Thursday, September 27, 2012
Daily Mass Homily: Thursday, September 27th, 2012
This morning we are introduced to a very unique book of the Bible—Ecclesiastes. The writer is self-titled Qoheleth—the teacher—and tradition says this is a writing of Solomon or someone writing in Solomon’s name.
Talk about a Debbie-downer introduction. “Vanity of vanities, says Qoheleth, vanity of vanities! All things are vanity!” I think we should make a push to have this read at Mass every Monday morning.
Qoheleth is basically saying, “What’s the point?” The author claims to have grown in wisdom, wealth and worldly knowledge. At the same time, he wonders what the point is to any of this because, whether rich or poor, full or hungry, wise or foolish, the same end comes to all—death. Is there any profit to anything except to eat, drink and be merry in the few years we have on earth?

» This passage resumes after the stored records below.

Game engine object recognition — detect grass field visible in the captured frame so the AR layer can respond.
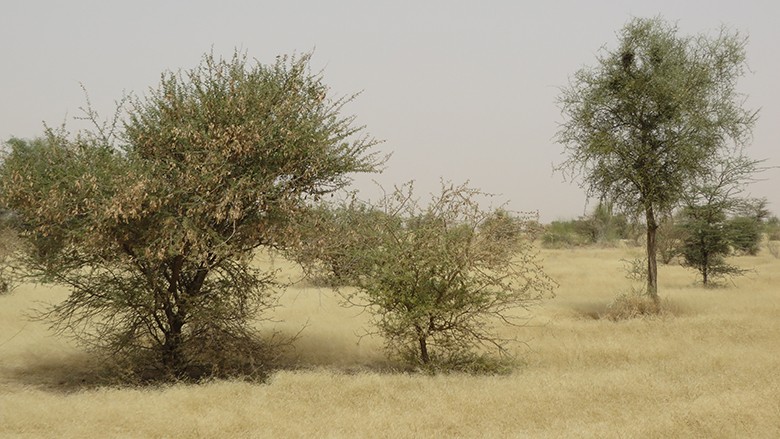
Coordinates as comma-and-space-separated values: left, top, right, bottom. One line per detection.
1, 244, 779, 438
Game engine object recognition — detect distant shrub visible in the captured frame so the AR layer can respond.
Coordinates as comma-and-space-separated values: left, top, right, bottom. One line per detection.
765, 216, 780, 241
727, 216, 762, 256
541, 220, 593, 248
541, 202, 637, 249
656, 214, 685, 264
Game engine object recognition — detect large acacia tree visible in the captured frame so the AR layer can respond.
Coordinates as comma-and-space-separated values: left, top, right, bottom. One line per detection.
556, 17, 757, 301
0, 51, 381, 378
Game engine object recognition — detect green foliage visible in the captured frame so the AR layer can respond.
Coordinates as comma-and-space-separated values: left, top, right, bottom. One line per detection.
675, 158, 761, 286
678, 204, 746, 286
541, 220, 591, 248
765, 216, 780, 241
725, 198, 768, 256
0, 50, 382, 380
556, 16, 757, 299
288, 197, 386, 286
541, 201, 635, 248
656, 213, 686, 264
584, 201, 634, 244
0, 227, 19, 295
726, 216, 762, 256
293, 182, 556, 372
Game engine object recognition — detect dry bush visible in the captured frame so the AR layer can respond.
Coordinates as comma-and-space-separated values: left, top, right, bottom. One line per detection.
602, 288, 672, 321
619, 257, 647, 282
766, 240, 780, 259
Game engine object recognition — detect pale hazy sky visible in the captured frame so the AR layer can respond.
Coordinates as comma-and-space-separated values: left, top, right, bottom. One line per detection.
1, 1, 777, 222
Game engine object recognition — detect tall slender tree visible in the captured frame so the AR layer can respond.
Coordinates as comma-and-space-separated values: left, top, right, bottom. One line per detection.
556, 17, 757, 301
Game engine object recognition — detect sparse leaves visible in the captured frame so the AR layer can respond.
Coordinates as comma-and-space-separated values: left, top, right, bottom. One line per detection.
292, 181, 556, 372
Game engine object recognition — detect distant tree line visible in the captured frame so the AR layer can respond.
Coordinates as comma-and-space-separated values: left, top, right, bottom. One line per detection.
541, 197, 775, 286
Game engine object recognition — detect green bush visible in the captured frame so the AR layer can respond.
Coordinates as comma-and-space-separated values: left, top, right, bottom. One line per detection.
541, 220, 593, 248
541, 202, 636, 248
727, 216, 762, 255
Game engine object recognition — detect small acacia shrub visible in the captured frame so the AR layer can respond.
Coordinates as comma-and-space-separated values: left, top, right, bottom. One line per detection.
292, 181, 556, 373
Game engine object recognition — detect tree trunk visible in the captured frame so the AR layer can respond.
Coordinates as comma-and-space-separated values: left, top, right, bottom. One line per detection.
418, 335, 430, 364
162, 316, 185, 377
161, 256, 188, 377
645, 205, 659, 303
412, 320, 432, 365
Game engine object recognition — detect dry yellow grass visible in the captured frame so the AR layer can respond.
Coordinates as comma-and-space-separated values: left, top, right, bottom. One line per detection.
1, 245, 779, 438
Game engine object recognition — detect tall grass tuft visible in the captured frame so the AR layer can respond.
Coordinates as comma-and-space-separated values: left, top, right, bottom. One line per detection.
602, 288, 671, 321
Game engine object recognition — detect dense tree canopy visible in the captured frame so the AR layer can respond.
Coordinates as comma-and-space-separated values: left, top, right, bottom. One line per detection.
0, 51, 382, 379
556, 17, 758, 300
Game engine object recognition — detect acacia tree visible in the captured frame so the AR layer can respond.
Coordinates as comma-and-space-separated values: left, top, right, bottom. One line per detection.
556, 17, 757, 301
294, 182, 556, 372
678, 204, 743, 286
726, 198, 768, 256
677, 156, 761, 285
0, 51, 381, 379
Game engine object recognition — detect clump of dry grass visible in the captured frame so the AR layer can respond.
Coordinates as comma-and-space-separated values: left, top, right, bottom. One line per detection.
602, 288, 673, 321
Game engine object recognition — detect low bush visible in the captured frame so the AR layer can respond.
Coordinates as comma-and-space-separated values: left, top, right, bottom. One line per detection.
541, 220, 593, 248
602, 288, 668, 321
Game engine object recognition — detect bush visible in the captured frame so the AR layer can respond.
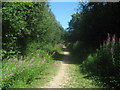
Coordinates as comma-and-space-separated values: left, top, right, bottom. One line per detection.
68, 41, 94, 63
81, 34, 120, 88
82, 54, 97, 75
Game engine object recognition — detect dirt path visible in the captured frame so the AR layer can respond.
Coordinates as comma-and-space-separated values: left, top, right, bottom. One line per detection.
39, 47, 100, 88
41, 48, 70, 88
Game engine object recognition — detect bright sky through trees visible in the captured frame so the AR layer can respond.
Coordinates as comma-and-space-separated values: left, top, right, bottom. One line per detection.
49, 2, 78, 29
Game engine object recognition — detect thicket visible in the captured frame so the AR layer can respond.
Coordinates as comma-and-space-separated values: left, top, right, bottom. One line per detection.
68, 2, 120, 88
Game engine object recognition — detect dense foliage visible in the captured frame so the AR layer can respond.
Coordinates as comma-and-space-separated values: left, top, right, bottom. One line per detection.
68, 2, 120, 48
2, 2, 65, 58
68, 2, 120, 88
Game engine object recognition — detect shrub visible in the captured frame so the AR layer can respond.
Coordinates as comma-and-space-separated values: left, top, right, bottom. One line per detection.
68, 41, 93, 63
81, 34, 120, 88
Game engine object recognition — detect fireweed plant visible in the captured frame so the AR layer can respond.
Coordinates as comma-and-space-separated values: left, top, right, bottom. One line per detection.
2, 49, 61, 88
82, 34, 120, 88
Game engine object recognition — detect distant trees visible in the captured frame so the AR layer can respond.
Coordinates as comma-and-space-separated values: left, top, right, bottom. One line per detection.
2, 2, 65, 58
68, 2, 120, 48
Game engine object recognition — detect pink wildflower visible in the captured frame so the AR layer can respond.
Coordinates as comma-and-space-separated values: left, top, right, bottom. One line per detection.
20, 69, 24, 72
14, 59, 17, 61
41, 59, 46, 63
106, 33, 111, 45
10, 73, 14, 76
4, 76, 6, 78
112, 35, 116, 43
37, 53, 40, 56
31, 58, 34, 61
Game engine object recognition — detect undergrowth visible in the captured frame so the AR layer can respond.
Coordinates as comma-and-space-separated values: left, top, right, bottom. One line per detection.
2, 44, 63, 88
81, 34, 120, 89
68, 34, 120, 89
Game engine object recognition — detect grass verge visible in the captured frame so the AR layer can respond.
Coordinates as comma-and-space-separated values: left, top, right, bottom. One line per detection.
62, 54, 102, 88
32, 61, 61, 88
63, 64, 101, 88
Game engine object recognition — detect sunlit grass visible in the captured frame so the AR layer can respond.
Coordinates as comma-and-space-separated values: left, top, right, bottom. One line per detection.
63, 64, 101, 88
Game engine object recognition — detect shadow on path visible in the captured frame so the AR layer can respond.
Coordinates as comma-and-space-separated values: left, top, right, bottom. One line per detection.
52, 46, 80, 64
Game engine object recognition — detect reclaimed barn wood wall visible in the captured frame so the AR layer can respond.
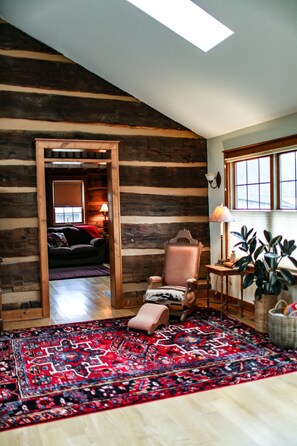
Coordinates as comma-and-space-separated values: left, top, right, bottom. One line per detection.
0, 20, 210, 316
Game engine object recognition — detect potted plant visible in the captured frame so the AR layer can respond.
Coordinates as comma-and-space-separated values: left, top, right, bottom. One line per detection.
231, 226, 297, 333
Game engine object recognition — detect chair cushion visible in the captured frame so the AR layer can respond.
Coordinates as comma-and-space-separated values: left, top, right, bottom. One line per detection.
144, 286, 185, 304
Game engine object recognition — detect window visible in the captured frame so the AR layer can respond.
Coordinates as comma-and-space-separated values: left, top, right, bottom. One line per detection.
52, 180, 84, 224
279, 151, 297, 209
234, 156, 271, 209
224, 135, 297, 271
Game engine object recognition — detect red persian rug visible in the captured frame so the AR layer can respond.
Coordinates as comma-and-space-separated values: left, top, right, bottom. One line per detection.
1, 308, 297, 431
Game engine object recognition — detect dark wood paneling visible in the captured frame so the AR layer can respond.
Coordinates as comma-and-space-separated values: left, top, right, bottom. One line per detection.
0, 131, 206, 162
0, 165, 36, 187
0, 193, 37, 218
120, 194, 208, 217
0, 228, 39, 257
0, 91, 187, 130
120, 165, 208, 188
119, 137, 207, 162
0, 261, 40, 288
122, 251, 209, 283
122, 254, 165, 283
0, 23, 59, 53
121, 222, 209, 249
0, 55, 130, 95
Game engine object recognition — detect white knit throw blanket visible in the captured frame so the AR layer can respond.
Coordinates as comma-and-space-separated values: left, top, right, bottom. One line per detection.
144, 287, 185, 303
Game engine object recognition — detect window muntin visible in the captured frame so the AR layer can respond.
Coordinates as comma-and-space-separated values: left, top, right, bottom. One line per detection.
279, 150, 297, 209
234, 156, 271, 209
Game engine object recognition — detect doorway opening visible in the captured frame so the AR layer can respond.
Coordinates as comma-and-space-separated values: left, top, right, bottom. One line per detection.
35, 139, 123, 317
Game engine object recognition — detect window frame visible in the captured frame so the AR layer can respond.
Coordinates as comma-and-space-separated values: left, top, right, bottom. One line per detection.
51, 177, 86, 225
224, 134, 297, 211
232, 155, 273, 210
277, 150, 297, 210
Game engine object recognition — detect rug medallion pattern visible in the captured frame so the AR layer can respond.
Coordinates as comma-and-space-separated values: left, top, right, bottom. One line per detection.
1, 309, 296, 431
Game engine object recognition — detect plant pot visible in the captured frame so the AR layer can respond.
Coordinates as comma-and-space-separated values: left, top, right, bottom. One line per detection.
254, 294, 278, 333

Peter Kreeft has said that this book asks the question that the rest of the Bible answers—what’s the purpose of life?
I have adapted an activity from my Mom that I frequently use with kids to illustrate this point. Imagine some of the blessings in your life—your family, hobbies and passions. Now picture me writing a zero on a chalkboard (we really need a chalk board up here!) for everyone’s blessings. Imagine the string of 70 or so zeroes on this board. I then ask the kids (because this is math related, and math is the best!) how much is 70 (or any number of) zeroes? Zero. Yet what happens if I place the number one before all these zeroes? What was once nothing is now a huge number.
We have a blessed vantage point because we live after Jesus Christ’s incarnation. We can see that, if Christ is not the center of our lives and our greatest priority, all we do is truly “vanity of vanities”. Yet when God is put first, all of these “vain” activities become infinitely valuable. Unlike Qoheleth instead of saying “vanity of vanities” we can say with St. Paul, “Rejoice in the Lord always, again I say rejoice!”